The team had to build its training corpus from scratch. They scraped Sinhala news sites, books and online sources and used Hindi datasets — Hindi and Sinhala share Indo-Aryan roots — as a starting point, assembling 3.6 million question-answer pairs and 4 billion tokens. The dataset, one of the largest public Sinhala AI corpora, has been released on Hugging Face.

A key engineering breakthrough was tokenizer redesign. The original Llama tokenizer used an average of 91 tokens per Sinhala sentence and failed on 97.5 percent of Sinhala characters at the byte level. After adding around 35,000 Sinhala-specific tokens, that dropped to 23 tokens per sentence with zero byte-level failures.

The work was conducted at the Department of Electrical Engineering, University of Moratuwa. It was led by Decryptogen CEO Sanjeewa Alwis; Dr. Chathura Wanigasekara, Senior IEEE Member at the Institute of Maritime Technologies and Propulsion Systems at the German Aerospace Centre (DLR), Geesthacht; and Dr. Logeeshan Velmanickam, Senior Lecturer at the Department, with Wanigasekara and Velmanickam as the corresponding authors. Core engineering — model training, dataset construction, tokenizer redesign and evaluation — was carried out by P.K. Udith I. Sandaruwan, Nimesh M.A. Fonseka and Pamith C. Salwathura, all University of Moratuwa graduates, working with Decryptogen’s R&D team. A preliminary version was presented at the IEEE AIIoT Congress in Seattle in 2025.

The team frames the achievement as one of sovereignty rather than just performance. Sinhala is spoken by more than 20 million people but is barely represented in the training data of leading commercial AI systems. Even when foreign tools work in Sinhala, the model weights, training data, safety rules and ultimately the off-switch sit with companies in the United States or China. A locally-hosted Sinhala model could be audited and fine-tuned on the island and continue to operate regardless of foreign-policy, pricing or licensing shifts.
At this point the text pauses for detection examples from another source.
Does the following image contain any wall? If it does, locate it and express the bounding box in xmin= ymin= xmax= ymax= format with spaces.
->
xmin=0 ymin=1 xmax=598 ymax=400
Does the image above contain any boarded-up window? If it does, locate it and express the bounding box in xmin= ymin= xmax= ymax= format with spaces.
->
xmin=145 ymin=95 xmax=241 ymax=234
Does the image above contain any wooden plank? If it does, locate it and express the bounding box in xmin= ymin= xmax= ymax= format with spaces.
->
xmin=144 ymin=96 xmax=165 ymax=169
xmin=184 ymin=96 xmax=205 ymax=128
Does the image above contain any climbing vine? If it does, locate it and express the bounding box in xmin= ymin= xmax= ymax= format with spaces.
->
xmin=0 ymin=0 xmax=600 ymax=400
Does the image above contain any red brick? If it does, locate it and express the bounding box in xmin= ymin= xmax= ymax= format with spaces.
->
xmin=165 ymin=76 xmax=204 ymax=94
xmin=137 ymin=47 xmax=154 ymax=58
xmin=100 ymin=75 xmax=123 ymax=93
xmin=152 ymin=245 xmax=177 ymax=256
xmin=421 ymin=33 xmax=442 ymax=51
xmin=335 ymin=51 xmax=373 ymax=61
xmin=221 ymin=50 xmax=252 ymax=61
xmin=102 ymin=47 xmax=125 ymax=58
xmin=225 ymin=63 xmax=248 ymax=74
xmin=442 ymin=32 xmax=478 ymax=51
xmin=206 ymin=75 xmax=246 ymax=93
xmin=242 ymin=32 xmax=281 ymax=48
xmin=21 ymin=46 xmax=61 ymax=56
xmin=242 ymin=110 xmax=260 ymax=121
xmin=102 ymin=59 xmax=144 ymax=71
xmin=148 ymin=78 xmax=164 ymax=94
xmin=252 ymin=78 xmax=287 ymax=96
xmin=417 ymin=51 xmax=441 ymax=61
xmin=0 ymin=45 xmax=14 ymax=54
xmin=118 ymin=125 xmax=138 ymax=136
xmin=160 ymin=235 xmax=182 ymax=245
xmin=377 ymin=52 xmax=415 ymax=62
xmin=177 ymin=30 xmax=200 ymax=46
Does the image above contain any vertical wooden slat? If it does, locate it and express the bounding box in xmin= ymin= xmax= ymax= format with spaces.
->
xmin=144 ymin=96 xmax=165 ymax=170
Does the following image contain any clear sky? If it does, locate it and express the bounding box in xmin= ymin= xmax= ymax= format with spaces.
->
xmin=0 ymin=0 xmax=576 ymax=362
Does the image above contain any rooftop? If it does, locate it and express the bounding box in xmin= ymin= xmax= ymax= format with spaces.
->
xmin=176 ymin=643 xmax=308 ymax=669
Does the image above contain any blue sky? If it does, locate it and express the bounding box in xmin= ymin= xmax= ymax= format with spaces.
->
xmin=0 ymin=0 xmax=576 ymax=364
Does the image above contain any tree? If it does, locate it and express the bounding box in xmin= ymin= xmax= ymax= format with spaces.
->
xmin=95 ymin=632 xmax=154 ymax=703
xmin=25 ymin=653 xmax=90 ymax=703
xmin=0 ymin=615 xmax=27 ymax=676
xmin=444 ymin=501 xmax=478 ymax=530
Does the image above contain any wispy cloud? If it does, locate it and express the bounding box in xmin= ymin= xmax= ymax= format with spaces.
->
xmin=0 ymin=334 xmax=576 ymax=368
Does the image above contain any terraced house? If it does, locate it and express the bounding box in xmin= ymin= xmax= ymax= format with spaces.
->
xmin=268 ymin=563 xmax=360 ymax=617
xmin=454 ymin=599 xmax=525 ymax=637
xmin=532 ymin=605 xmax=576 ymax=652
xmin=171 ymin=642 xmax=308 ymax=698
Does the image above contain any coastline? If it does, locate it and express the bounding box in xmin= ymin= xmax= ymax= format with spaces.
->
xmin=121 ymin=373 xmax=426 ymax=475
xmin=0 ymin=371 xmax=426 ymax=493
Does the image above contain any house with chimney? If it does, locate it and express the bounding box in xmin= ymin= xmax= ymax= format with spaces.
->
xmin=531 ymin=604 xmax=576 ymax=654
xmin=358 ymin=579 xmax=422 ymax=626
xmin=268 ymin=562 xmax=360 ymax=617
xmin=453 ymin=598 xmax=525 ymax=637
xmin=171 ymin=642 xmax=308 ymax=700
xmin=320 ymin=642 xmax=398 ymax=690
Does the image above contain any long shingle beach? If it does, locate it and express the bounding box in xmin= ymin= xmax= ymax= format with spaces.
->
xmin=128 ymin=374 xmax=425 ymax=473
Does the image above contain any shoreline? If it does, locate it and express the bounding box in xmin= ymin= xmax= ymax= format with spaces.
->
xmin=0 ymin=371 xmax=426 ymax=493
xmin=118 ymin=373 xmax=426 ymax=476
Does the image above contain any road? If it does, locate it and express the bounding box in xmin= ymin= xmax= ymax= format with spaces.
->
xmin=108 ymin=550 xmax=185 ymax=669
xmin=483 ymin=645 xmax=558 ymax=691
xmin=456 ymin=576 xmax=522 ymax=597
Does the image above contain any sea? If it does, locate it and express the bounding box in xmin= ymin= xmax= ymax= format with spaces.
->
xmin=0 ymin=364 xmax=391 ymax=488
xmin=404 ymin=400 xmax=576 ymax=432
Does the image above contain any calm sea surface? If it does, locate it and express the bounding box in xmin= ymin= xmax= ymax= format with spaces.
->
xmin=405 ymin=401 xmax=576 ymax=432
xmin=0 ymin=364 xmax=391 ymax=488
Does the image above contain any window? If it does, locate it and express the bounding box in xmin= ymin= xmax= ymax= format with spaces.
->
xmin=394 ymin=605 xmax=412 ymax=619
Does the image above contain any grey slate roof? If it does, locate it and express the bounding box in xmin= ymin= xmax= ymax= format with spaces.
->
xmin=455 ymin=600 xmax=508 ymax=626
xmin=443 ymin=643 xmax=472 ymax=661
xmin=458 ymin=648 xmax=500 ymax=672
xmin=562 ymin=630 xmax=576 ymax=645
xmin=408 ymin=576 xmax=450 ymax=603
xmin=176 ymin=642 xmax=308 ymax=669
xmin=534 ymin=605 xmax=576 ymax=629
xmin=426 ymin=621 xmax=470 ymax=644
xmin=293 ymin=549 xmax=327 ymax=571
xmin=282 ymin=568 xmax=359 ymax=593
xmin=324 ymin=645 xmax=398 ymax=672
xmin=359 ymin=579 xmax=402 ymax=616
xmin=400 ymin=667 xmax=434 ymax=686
Identified applications include Sinhala-medium government services, educational tools for Sinhala-medium students, healthcare information for elderly and rural users, accessibility tools for citizens who do not speak English, and natural-sounding customer service for local businesses. Next steps include longer training runs, larger and more diverse Sinhala datasets, and deployments in assistive technologies and conversational systems.